Fernando García de Cortázar. Historiador y escritor “Hay que vivir España a través de su gran legado cultural”

  • El autor presentará su nuevo libro, ‘Y cuando digo España. Todo lo que hay que saber’ (Arzalia), este jueves, 16 de diciembre, a las 19,30 horas, vía Zoom, de la mano de la Asociación de Propagandistas

Fernando García de Cortázar. Fernando García de Cortázar.

Fernando García de Cortázar. / Antonio Pizarro.

Invitación. Invitación.

Invitación.

La Asociación Católica de Propagandistas celebrará este jueves, vía Zoom, a las 19,30 horas, la presentación del nuevo libro del historiador Fernando García de Cortázar, ‘Y cuando hablo de España. Todo lo que hay que saber’ (Arzalia). El enlace es: https://fusp-ceu.zoom.us/j/97240166522. ID: 972 4016 65 22. Contraseña:056333.

El autor estará acompañado por el catedrático de Historia Medieval de la Universidad de Cádiz, Rafael Sánchez Saus; y el profesor de Ciencias y Técnicas Historiográficas de la Universidad de Cádiz, Javier Jiménez López de Eguileta.

–En el anterior libro hacía un ‘Viaje al corazón de España’. ¿Busca con ‘Y cuando hablo de España’ llegar al corazón de los españoles?

–Sí, sí. Al igual que en el ‘Viaje al corazón de España’ o en la ‘Breve Historia de España’, he querido llevar al presente la realidad histórica y cultural de nuestro país con un estilo ameno y directo, tratando de emocionar a los lectores. Pienso que, durante muchos años, hemos deshabitado sentimentalmente lo que España representa. Prácticamente la hemos visto como un Estado. Hay que dar un paso más. Hay que vivir España. Y vivirla a través de su gran legado cultural. Por eso, se podría decir que esta es mi obra más patriótica porque trata de deshacer las insidias que nos hacen pensar que somos un país de fin de raza.
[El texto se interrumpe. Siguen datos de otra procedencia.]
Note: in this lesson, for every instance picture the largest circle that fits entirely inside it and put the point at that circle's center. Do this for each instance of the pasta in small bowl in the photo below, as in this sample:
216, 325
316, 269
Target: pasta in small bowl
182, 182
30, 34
Y, también, porque trato de recoger lo que, en mi opinión, todo español debería saber de su país: los episodios y los personajes que han marcado nuestra historia, las aportaciones artísticas y culturales, las ciudades más universales y los paisajes más hermosos, los mitos, los iconos, la visión que el cine nos da del pasado y del presente, y una biblioteca personal que contiene la parte más viva de nuestra tradición, ese camino por el que los españoles hemos llegado a ser lo que somos.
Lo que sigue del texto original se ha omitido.